Voor zaken ben ik een dagje op bezoek in Bern. De avond voor de meeting check ik in, loop het hotel uit en beland pardoes middenin een klank-en lichtspel op de Bundesplatz. Mooier dan ik dacht. Moderne computeranimaties laten gekke figuurtjes op de gevel van een stadhuis op en neer lopen en gek doen. De vensters van het gebouw klapperen mee. Smaakvolle kitsch. Na het slotapplaus zoek en vind ik een leuk restaurant. Huitres creuses en filets de perche op de menukaart buiten, witte tafellakentjes en nette mensen en zelfs mooie meiden binnen, honger!

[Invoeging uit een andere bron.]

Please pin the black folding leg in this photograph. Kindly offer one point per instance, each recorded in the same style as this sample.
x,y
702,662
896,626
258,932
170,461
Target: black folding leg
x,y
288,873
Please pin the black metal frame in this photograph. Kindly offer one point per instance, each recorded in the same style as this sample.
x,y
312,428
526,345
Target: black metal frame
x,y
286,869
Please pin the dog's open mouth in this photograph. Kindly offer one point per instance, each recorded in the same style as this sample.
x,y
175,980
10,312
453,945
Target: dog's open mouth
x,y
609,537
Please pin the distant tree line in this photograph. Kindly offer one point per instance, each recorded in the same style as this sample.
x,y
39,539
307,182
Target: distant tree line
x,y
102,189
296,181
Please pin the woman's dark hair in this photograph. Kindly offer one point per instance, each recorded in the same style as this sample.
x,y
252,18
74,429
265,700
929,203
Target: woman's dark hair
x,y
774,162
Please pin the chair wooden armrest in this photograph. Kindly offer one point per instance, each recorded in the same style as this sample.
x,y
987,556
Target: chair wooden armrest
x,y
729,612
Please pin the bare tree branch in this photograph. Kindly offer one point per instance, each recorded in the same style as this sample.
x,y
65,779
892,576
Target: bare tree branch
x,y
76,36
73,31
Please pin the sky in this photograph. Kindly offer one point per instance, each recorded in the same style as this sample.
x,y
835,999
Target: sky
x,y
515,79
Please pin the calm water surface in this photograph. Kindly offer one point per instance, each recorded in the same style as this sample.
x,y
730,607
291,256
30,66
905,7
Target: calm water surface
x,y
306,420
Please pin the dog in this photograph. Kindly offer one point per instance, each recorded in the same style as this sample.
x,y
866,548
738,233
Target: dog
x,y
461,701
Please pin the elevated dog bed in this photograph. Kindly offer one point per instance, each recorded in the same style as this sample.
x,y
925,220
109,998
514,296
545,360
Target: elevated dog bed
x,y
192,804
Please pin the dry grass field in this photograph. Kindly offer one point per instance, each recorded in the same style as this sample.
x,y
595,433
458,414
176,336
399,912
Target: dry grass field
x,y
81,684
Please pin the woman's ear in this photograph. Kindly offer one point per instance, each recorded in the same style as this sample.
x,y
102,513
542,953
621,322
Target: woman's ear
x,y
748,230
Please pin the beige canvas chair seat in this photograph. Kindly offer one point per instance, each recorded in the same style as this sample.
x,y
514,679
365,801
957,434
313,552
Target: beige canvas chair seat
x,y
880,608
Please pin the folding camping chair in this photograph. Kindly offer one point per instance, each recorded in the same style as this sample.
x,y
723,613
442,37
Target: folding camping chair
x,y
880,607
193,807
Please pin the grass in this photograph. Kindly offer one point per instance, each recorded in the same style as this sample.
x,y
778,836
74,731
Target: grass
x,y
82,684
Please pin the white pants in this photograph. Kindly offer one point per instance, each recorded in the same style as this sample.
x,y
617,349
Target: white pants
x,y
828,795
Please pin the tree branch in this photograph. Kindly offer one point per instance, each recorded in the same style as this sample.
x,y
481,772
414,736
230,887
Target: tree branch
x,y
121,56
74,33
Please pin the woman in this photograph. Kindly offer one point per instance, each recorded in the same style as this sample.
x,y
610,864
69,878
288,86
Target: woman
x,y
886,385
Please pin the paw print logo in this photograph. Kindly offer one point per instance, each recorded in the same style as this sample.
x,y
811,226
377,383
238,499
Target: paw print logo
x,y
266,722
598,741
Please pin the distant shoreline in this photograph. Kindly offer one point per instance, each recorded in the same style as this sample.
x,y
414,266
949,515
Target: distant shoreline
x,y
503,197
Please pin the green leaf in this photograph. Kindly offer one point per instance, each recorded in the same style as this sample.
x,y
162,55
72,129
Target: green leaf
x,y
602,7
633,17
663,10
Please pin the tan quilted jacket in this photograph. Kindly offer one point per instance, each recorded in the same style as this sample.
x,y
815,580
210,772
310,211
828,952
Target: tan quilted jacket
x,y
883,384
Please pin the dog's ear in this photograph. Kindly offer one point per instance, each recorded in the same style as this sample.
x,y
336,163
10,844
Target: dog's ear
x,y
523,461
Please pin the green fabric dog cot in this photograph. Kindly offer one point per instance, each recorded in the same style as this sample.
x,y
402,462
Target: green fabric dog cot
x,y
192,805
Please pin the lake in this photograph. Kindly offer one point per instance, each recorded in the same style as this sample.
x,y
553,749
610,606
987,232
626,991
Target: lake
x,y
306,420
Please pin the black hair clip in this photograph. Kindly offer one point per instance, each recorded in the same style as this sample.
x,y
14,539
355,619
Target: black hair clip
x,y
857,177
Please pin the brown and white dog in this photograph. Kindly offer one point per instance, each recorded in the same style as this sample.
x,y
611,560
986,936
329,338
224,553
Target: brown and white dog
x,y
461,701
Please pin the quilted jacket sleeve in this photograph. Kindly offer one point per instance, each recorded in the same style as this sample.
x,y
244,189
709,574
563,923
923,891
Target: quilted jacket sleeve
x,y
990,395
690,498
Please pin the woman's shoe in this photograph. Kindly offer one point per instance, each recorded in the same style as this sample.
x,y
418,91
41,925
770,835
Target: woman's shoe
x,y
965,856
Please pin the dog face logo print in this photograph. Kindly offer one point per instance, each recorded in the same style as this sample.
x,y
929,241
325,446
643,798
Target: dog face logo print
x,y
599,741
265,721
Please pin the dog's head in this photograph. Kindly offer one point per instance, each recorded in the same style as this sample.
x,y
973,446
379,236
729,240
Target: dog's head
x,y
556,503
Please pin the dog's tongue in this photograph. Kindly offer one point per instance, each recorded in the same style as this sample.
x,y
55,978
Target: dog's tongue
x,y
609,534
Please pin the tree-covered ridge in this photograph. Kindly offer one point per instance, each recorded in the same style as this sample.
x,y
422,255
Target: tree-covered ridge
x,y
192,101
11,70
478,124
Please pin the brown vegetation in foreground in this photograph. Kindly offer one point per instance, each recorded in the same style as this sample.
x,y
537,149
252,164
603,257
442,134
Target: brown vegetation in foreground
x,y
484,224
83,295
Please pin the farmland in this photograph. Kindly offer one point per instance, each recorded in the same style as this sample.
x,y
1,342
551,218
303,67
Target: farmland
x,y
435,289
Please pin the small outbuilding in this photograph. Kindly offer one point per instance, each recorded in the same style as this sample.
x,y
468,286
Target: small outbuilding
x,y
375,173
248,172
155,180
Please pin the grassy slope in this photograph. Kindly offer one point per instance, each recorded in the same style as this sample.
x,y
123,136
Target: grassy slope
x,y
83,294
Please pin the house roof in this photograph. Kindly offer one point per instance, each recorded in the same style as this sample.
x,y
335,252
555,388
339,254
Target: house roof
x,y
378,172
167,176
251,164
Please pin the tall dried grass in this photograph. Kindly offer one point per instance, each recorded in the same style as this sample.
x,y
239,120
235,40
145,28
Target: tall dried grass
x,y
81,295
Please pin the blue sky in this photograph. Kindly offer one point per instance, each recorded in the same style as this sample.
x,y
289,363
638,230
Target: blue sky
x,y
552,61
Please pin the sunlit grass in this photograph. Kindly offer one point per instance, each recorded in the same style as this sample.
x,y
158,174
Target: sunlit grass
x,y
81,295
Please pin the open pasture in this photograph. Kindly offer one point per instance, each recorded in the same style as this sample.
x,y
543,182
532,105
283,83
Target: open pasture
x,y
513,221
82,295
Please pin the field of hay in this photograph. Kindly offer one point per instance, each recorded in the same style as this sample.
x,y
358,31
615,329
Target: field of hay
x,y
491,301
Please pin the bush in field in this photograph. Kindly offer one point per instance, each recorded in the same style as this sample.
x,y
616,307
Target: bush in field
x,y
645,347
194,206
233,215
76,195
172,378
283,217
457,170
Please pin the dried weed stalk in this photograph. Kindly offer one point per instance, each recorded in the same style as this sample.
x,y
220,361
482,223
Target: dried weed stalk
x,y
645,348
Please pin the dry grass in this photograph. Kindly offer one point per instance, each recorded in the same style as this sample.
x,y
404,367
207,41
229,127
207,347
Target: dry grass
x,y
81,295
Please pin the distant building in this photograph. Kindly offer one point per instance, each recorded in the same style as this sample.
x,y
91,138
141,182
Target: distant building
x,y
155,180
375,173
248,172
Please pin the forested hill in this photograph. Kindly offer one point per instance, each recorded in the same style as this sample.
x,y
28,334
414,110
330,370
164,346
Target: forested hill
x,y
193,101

Ik krijg een tafeltje aan het raam. En dan begint de lol. Na een minuut of tien is de ober nog altijd niet teruggekeerd om de bestelling op te nemen. Ik kijk vragend naar een voorbijlopende andere kelner. Het is een jonge man, scherp gezicht, strak blauw schortje, fris gesteven wit overhemd, uitdrukkingsloos gezicht, het zou een Fransman kunnen zijn. Hij loopt door. Als hij nog een keer langsloopt, knik ik hem met nadruk toe. Hij knikt vriendelijk terug en loopt verder. Denkt de lullo dat ik met hem aan het flirten ben? Vijf minuten later komt hij weer langs. Nu stop ik hem met een priemende bijna dodende blik.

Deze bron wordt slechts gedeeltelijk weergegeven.